A glimpse into the life of R.C Hand

Guest writer for "The NZDream" blog


My father had fourteen brothers and sisters, seven of each gender. One of my aunts lived out on a long dirt road in Huntington Beach Ca. If it rained, you couldn't get to her house without a four-wheel vehicle.

She had run off with the milkman and had not been seen for a year or so at one point. But that is a different story.

We went to visit her as often as possible after she was finally relocated. She was pregnant, of course.

I had thirty-two first cousins that I know of.

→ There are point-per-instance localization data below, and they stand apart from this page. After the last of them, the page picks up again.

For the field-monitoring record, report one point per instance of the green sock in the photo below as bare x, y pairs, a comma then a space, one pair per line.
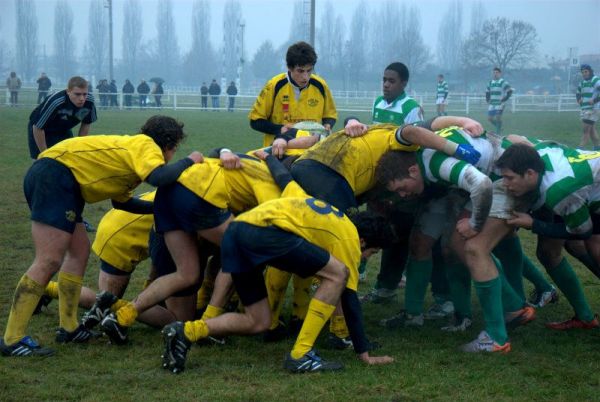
510, 299
490, 298
418, 275
459, 281
535, 276
566, 280
510, 254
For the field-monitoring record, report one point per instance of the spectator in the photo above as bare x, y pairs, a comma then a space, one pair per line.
143, 91
44, 85
112, 88
214, 90
158, 91
232, 92
128, 90
13, 83
204, 95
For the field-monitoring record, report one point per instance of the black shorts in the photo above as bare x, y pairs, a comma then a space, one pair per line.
324, 183
52, 138
246, 248
163, 263
53, 195
178, 208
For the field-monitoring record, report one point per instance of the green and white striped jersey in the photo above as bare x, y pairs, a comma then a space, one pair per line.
442, 89
589, 90
570, 185
497, 90
403, 110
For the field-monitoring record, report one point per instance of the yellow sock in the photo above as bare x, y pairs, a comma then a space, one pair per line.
195, 330
302, 291
126, 315
276, 282
69, 290
318, 314
52, 289
27, 295
118, 304
212, 312
337, 326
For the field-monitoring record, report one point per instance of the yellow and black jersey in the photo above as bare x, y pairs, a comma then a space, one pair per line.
122, 237
234, 189
315, 221
278, 104
356, 158
108, 166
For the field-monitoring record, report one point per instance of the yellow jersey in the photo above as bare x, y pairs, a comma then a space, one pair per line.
235, 189
108, 166
122, 237
315, 221
356, 158
278, 104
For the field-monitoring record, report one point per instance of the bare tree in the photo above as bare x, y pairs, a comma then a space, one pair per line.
27, 27
502, 43
64, 40
232, 52
97, 43
132, 37
167, 56
201, 57
450, 37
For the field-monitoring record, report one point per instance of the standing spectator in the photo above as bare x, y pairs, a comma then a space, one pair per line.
143, 91
204, 95
128, 90
588, 97
232, 92
52, 121
158, 91
112, 88
497, 93
13, 83
214, 90
441, 96
44, 85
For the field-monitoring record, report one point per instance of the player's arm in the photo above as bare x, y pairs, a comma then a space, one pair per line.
167, 174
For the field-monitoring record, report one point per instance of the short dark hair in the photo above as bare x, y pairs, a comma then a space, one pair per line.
401, 69
394, 165
300, 54
166, 132
519, 158
374, 229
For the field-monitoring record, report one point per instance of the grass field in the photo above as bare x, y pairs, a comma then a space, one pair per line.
543, 365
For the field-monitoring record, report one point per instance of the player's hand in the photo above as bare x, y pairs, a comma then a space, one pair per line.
261, 154
521, 219
467, 153
229, 160
463, 227
196, 156
355, 128
373, 360
472, 127
279, 147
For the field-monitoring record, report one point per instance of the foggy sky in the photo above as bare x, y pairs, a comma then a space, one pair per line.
560, 23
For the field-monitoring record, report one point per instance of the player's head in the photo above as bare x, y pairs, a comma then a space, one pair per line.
166, 132
374, 231
586, 71
520, 166
301, 59
395, 78
399, 172
77, 90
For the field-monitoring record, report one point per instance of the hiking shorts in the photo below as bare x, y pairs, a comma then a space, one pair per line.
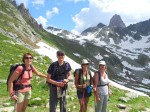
23, 96
81, 95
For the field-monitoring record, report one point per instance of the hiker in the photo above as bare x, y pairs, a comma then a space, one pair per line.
83, 79
22, 92
58, 77
102, 91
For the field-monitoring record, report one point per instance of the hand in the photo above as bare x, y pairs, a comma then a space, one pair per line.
109, 93
84, 85
14, 97
65, 81
97, 99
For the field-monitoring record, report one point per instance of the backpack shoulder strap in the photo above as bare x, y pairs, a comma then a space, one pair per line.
79, 77
23, 70
91, 79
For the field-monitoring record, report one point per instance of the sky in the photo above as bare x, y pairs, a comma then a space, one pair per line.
77, 15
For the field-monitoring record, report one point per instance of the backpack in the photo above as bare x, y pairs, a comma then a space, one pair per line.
99, 81
80, 72
55, 69
12, 69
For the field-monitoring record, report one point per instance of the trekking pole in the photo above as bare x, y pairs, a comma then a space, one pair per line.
95, 102
15, 103
82, 102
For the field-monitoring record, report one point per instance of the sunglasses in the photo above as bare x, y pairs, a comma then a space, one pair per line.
61, 54
28, 58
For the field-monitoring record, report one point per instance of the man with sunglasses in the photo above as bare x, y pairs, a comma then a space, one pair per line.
58, 76
102, 87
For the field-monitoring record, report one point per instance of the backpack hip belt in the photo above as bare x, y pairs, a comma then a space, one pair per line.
21, 86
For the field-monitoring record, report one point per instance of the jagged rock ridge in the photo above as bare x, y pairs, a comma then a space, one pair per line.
116, 21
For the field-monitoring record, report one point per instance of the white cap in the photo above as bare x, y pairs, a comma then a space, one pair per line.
84, 61
102, 63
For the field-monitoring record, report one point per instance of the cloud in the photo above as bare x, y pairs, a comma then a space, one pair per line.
22, 1
42, 20
131, 11
75, 1
38, 2
50, 14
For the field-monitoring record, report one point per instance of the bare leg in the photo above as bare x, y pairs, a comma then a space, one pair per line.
86, 100
21, 107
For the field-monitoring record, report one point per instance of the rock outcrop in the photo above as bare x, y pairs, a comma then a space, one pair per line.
116, 21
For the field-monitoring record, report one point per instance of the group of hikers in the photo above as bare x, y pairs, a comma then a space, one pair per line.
58, 76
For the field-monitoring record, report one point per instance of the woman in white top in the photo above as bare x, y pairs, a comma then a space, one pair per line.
101, 83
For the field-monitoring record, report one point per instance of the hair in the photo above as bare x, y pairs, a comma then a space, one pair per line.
25, 55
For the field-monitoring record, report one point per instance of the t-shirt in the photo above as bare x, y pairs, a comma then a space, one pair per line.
57, 71
103, 90
25, 80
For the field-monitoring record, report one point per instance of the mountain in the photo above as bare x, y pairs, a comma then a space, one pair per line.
125, 49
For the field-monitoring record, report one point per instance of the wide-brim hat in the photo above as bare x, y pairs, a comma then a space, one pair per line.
60, 52
102, 63
84, 61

When the family got together, it was a real big deal.

My father always carried his gun in the car under the seat.

My middle brother was around fourteen at this time and he decided to show the gun off to our cousins on this particular visit. He held it in his hand and showed it to all of us for a real good look. It was a nice large.45 pistol. Like the cowboys used out west.

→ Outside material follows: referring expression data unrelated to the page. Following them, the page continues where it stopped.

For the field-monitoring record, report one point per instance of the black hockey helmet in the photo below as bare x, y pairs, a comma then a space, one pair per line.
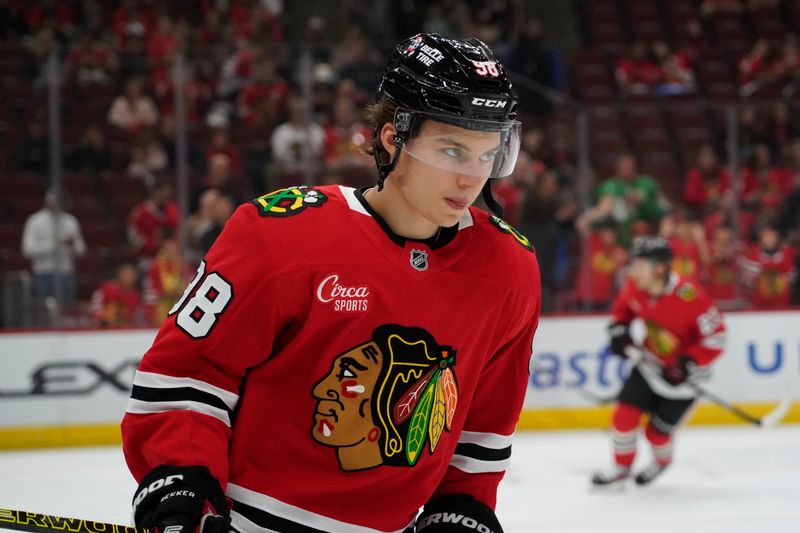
457, 82
652, 247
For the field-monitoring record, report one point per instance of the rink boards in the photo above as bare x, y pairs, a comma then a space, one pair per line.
71, 388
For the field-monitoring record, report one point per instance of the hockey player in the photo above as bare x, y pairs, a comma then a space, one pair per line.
684, 333
346, 357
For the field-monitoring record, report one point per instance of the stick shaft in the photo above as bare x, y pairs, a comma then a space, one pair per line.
44, 523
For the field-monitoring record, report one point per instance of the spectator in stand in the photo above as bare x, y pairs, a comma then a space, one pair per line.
787, 67
133, 59
708, 183
754, 72
198, 91
32, 154
690, 255
238, 68
91, 61
219, 176
131, 22
118, 302
164, 280
765, 185
148, 156
162, 41
537, 59
769, 269
221, 144
92, 154
784, 128
708, 7
152, 220
346, 136
723, 270
601, 267
133, 110
636, 73
677, 74
298, 144
51, 240
214, 211
635, 200
264, 95
510, 193
166, 137
548, 217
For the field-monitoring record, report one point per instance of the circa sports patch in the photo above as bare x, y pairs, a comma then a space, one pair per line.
289, 202
506, 228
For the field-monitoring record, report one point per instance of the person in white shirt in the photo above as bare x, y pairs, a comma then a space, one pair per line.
51, 240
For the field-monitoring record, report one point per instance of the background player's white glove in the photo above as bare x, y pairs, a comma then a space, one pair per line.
679, 370
457, 513
179, 499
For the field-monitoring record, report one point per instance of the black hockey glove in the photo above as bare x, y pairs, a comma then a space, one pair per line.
620, 338
679, 370
181, 499
457, 513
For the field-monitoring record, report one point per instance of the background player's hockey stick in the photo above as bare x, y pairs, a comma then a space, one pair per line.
44, 523
639, 356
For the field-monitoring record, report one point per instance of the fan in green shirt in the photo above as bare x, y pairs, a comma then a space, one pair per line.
630, 198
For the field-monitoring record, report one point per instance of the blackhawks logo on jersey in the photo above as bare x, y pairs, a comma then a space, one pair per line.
386, 400
687, 293
289, 202
659, 340
506, 228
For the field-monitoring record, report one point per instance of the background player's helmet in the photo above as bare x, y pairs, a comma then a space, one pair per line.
457, 82
652, 247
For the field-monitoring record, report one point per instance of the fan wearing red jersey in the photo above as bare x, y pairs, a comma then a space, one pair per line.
345, 357
685, 333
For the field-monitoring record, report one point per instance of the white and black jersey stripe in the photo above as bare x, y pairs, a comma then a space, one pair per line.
259, 513
478, 452
159, 393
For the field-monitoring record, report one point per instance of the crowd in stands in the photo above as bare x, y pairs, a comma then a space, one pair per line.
252, 128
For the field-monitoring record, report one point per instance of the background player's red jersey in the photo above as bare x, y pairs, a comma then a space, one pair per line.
770, 276
683, 321
360, 369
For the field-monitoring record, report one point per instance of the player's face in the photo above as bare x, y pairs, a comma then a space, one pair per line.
643, 272
343, 416
447, 170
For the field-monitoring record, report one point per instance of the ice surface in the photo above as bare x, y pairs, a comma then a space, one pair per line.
725, 479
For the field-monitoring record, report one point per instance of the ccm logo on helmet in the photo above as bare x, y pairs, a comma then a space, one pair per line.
488, 102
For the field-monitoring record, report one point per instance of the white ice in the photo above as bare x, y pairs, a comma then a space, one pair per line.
724, 479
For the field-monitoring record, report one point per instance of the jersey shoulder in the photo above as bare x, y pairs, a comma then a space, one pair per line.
691, 293
298, 202
509, 251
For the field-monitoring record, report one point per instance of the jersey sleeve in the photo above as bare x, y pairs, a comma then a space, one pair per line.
186, 388
621, 310
709, 333
484, 447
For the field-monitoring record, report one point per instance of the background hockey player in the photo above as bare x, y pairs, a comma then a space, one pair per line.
685, 332
345, 357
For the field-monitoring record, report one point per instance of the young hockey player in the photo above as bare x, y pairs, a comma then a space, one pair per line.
684, 333
346, 357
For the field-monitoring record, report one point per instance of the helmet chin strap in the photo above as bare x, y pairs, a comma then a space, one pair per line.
490, 201
384, 169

My aunt leased her ten acres out to an alfalfa farmer. He was out riding his tractor in the field as we gathered together to play and visit on this beautiful day.

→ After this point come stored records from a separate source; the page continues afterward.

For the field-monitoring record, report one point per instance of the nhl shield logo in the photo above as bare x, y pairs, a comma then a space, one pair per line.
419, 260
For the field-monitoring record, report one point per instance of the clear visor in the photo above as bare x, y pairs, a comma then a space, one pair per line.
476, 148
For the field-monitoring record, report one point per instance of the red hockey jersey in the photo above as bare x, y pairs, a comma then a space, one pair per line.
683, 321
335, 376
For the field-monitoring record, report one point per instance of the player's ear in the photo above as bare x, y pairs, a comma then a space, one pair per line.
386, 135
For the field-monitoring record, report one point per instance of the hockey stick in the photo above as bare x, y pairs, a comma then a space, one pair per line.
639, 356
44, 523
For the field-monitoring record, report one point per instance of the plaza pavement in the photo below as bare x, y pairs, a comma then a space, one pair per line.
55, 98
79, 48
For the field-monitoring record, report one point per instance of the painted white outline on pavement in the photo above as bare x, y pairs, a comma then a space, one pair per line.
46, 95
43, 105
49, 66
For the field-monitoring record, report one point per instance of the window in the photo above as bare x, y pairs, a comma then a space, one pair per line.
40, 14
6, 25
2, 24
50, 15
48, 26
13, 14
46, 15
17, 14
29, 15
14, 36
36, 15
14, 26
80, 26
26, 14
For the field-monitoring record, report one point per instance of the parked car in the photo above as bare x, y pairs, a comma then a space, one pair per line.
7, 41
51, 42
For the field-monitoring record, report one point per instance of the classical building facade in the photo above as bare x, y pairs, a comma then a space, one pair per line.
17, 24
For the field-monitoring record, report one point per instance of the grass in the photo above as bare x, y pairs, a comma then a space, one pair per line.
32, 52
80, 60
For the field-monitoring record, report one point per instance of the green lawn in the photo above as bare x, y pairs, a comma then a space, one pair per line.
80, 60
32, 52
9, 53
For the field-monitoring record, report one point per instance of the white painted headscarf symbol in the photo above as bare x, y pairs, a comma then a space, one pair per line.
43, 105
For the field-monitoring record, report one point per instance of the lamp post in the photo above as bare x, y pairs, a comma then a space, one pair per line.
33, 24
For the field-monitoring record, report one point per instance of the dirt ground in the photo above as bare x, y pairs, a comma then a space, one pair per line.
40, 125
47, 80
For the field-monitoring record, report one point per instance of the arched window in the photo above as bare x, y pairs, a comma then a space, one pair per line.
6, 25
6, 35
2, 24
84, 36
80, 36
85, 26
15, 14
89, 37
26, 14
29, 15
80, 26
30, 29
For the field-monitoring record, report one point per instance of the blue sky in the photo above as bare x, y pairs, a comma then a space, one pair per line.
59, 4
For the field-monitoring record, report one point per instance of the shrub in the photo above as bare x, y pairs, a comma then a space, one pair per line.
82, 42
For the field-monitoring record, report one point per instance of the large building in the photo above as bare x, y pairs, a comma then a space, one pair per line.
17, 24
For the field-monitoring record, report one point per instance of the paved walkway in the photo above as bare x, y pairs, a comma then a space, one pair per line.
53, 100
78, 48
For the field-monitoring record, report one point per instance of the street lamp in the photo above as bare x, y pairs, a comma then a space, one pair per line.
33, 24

My brother placed the gun on a fence post nearby and tracked the farmer with the gun for some time as we all watched in wonder.

We were all younger and had no idea that this was a bad thing. We were just kids and watching the gun fascinated us.

At some point, my brother took the gun off of the fence post to return it to the car and it went off in the direction of my aunt's house just across the narrow dirt road as he brought it down.

My aunt's house was barely a house. It was nothing more than a cardboard shack covered in asbestos shingles. The bullet had no difficulty passing through the laundry porch, kitchen, and living room and out into the field behind the house. The house was really just an old beach shack with a well and the tall windmill that goes with that type of country setup, but it was her home.

The bullet passed clean through the entire house above the heads of many of my uncles and aunts. The dust and flakes of asbestos shingles rained down upon the gathering to their surprise and anguish. They were up and running outside in a flash to check on all the kids.

The farmer was unharmed, thank goodness.

My brother and my father had a chat and my brother learned not to handle the gun without an adult present at all times. That was the lesson to be learned at that moment, or just be careful when handling the gun and the parents will know nothing about it.

My father taught us all how to handle guns of all sorts, and I am glad for that. We used them together as a family often and no one was ever injured.

That same gun saved my family from disaster more than once. A gun can be a good thing to have in time of need. It's better to have one and not need it than to need one and not have it.